Commonsense MBS
Common sense alone can usually indicate how to modify your playing strategies if and when memory fails. Just keep in mind that the more restrictive the rules, the more conservatively you should play. Conversely, the more liberal the rules, the more aggressive you can afford to be, especially on your splitting and doubling opportunities. The most common, fairly liberal rules found in most modern casinos allow you to play BS exactly as you learned it in chapter 3, with no modifications whatsoever. This applies to virtually all the larger casinos anywhere in the world. Remember that the worst thing that can happen to you while playing BS under absolutely terrible conditions is that you could suffer a long-term loss of up to 0.02% by sticking to your original BS rather than employing the most appropriate BS plays. In other words, don’t worry about it. The difference is virtually insignificant and not worth undue concern.
Fewer than one in five of the 5% of all blackjack players who do play correctly also count cards. The noncounters who do follow proper BS will occasionally play more than one hand or follow some sort of useless bet-ranging strategy (never intentionally in ways that correspond to the TC, obviously, because they are totally unaware of what the TC is). Although these partially enlightened players always play their hands correctly and usually seem to be winning (albeit modestly), they are certainly not counters. They may even consider themselves “serious” players, since they are apt to be wagering substantial amounts of money on each hand. These players certainly enjoy the game, and perhaps they collect considerable casino comps, but how much can they really care about winning, if they haven’t made the effort to learn and implement even the simplest of counting systems? They are certainly shortchanging themselves every time they sit down at the blackjack tables.
It may shock you to learn that less than one out of a hundred of all modern blackjack players is a counter who follows BS. Admittedly, it does sound incredible, especially in this day and age when the “secrets” of successful blackjack playing are so readily available. Upon reflection, however, from my own years of close observation, I would say that 1% is too high an estimate, if anything. Only rarely have I come across fellow counters, even though a professional of any sort is easily spotted when one is also tracking the cards.
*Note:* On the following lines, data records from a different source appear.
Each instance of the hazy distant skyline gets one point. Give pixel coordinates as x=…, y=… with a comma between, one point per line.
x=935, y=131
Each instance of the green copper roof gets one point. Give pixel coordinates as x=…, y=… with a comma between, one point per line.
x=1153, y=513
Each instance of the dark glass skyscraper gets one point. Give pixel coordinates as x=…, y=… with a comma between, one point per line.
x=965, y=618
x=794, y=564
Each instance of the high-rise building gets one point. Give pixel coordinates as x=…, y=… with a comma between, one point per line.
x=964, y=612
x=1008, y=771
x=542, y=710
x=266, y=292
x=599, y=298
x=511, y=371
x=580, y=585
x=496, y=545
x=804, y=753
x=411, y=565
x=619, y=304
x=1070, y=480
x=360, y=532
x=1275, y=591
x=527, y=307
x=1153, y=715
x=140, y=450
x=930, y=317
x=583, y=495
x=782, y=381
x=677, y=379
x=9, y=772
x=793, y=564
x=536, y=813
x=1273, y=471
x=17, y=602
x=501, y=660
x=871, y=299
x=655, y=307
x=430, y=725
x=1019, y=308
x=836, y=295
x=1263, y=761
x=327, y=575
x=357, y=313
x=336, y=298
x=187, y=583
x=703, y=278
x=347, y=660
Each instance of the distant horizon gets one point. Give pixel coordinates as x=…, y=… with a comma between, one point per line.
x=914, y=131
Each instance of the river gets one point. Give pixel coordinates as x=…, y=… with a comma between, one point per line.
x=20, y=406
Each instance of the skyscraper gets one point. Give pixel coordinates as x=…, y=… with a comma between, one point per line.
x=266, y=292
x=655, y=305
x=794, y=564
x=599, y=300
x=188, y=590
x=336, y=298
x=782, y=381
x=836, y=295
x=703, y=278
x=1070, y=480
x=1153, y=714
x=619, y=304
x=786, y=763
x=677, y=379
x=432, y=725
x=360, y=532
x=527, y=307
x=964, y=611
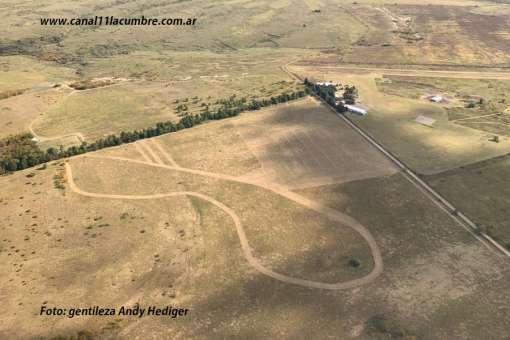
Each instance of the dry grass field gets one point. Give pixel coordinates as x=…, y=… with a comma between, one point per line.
x=280, y=223
x=481, y=190
x=391, y=120
x=64, y=247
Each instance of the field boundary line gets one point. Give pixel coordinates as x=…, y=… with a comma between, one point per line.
x=330, y=213
x=463, y=220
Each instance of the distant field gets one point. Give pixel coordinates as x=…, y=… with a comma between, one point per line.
x=101, y=111
x=481, y=191
x=476, y=103
x=391, y=120
x=18, y=72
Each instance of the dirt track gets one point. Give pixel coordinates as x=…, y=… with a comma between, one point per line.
x=332, y=214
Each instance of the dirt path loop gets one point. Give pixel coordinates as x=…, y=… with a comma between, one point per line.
x=332, y=214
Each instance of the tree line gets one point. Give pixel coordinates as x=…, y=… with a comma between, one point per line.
x=328, y=94
x=21, y=151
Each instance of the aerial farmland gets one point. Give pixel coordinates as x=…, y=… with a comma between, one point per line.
x=254, y=170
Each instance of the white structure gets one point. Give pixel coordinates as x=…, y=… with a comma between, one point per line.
x=356, y=109
x=427, y=121
x=436, y=99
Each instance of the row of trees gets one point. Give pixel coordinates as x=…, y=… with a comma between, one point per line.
x=327, y=93
x=21, y=152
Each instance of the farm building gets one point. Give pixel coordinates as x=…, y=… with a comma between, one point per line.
x=356, y=109
x=436, y=99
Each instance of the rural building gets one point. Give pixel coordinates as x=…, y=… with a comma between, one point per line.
x=356, y=109
x=436, y=99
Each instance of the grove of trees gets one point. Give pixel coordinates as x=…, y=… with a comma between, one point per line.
x=21, y=151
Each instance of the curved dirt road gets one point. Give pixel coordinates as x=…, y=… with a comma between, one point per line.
x=332, y=214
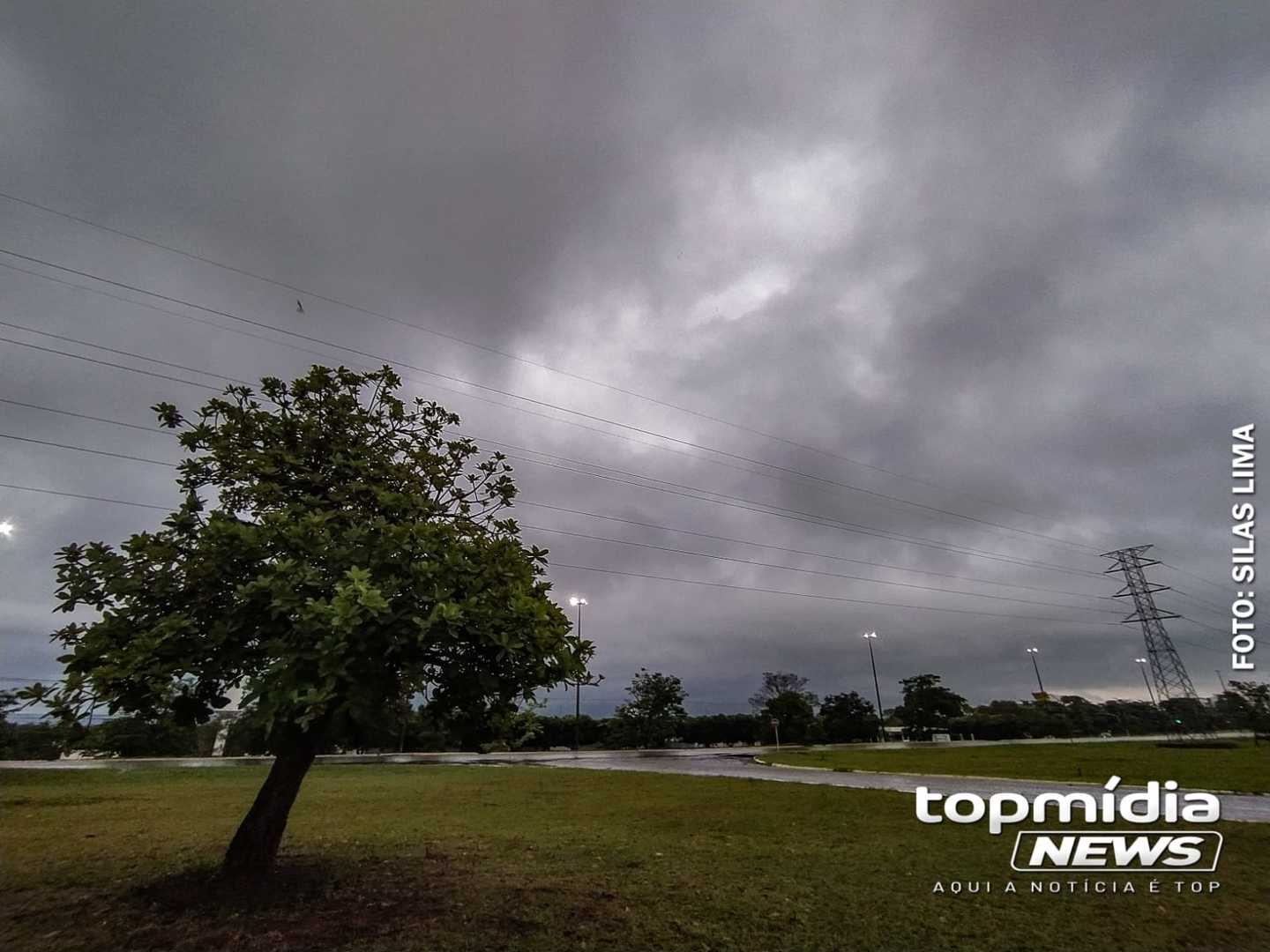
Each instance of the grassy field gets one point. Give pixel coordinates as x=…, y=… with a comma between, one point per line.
x=1244, y=768
x=537, y=859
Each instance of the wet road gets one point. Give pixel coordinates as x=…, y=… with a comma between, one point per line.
x=1235, y=807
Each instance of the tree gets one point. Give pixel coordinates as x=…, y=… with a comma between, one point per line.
x=1249, y=703
x=784, y=698
x=848, y=718
x=654, y=714
x=349, y=554
x=776, y=683
x=141, y=736
x=929, y=704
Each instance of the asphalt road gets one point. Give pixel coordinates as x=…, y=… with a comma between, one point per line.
x=1235, y=807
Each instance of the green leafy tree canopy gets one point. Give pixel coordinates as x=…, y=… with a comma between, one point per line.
x=654, y=712
x=335, y=550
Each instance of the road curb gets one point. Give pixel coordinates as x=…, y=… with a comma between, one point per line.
x=982, y=777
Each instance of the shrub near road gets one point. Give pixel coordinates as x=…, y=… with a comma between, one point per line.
x=1244, y=768
x=539, y=859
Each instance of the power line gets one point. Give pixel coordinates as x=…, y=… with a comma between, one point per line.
x=666, y=528
x=533, y=400
x=152, y=430
x=799, y=516
x=455, y=338
x=107, y=363
x=827, y=598
x=86, y=450
x=692, y=492
x=116, y=351
x=803, y=551
x=80, y=495
x=1200, y=577
x=810, y=571
x=776, y=591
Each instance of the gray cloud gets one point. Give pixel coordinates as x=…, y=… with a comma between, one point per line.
x=1011, y=249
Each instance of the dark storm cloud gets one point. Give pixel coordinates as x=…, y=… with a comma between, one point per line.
x=1012, y=249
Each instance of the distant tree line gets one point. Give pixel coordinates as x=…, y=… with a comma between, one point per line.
x=654, y=716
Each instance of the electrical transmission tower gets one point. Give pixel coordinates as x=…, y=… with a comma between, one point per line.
x=1168, y=671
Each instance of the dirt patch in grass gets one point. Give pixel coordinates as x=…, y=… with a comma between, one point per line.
x=309, y=904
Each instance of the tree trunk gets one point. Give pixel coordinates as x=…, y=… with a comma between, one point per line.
x=256, y=844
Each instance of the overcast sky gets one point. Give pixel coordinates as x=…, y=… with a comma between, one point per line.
x=1001, y=262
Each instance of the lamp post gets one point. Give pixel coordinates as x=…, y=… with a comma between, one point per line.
x=1142, y=663
x=869, y=639
x=1033, y=652
x=577, y=602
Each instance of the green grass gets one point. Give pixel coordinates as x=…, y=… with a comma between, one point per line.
x=1244, y=768
x=537, y=859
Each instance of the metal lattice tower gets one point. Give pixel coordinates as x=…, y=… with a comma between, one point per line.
x=1166, y=666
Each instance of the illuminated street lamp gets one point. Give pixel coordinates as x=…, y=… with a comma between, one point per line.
x=1145, y=681
x=1033, y=652
x=578, y=602
x=870, y=636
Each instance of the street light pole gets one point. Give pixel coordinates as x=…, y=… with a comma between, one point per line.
x=1035, y=651
x=577, y=602
x=869, y=639
x=1142, y=663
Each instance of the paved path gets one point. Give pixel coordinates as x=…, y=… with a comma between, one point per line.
x=1235, y=807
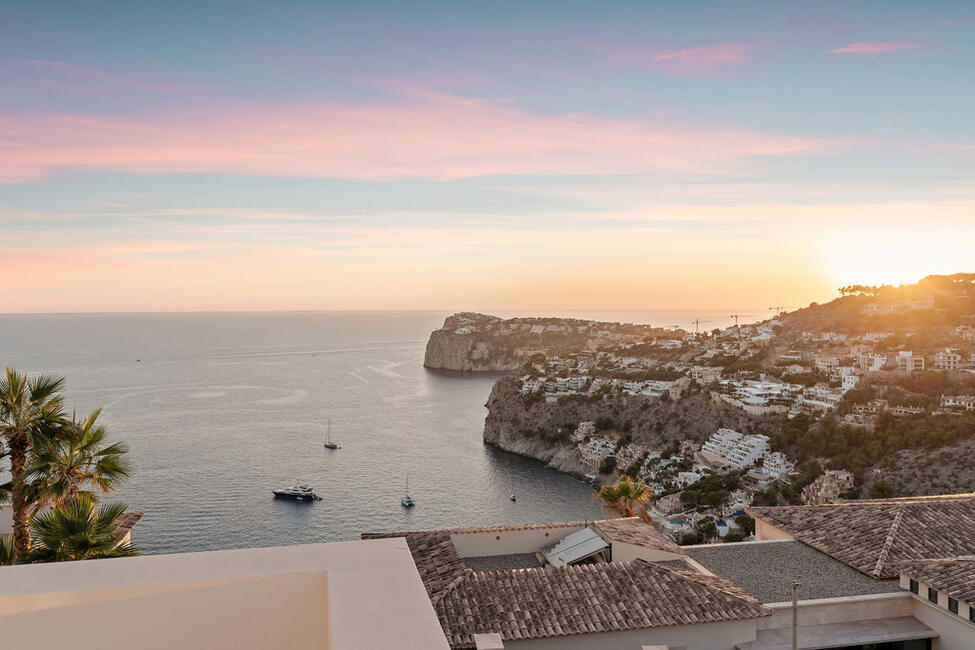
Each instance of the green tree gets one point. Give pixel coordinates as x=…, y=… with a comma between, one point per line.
x=880, y=490
x=746, y=523
x=76, y=461
x=7, y=555
x=626, y=497
x=78, y=531
x=31, y=409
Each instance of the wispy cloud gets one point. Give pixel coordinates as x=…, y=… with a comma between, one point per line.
x=699, y=61
x=424, y=136
x=877, y=47
x=706, y=59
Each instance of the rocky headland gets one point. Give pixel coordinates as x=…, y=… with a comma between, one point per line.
x=472, y=342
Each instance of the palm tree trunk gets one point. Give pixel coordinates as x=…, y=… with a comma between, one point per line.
x=18, y=461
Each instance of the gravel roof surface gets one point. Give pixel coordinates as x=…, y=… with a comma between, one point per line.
x=502, y=562
x=765, y=570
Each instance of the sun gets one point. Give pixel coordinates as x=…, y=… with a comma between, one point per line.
x=881, y=259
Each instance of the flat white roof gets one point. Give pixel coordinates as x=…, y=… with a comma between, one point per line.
x=361, y=594
x=575, y=547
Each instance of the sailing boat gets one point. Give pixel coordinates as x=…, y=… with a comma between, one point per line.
x=328, y=437
x=407, y=501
If you have learned BS from chapter 3, absorbed the money management techniques from chapter 5, and mastered a practical counting system from chapter 6 and can implement it effortlessly, then you may rightly consider yourself a member of an extremely elite group. You now possess the necessary skills to win big money from the game. When next you enter a casino and see a hundred or more blackjack players crowded around the tables, know that you are likely the only player present whom the casino personnel need fear. You alone are among the less than 1% who possess the knowledge (and hence the power) to turn the tables on any casino management and actually end up winning substantial sums of money consistently. Unlike the others there, the more you play from this point onward, the more you can justifiably expect to win.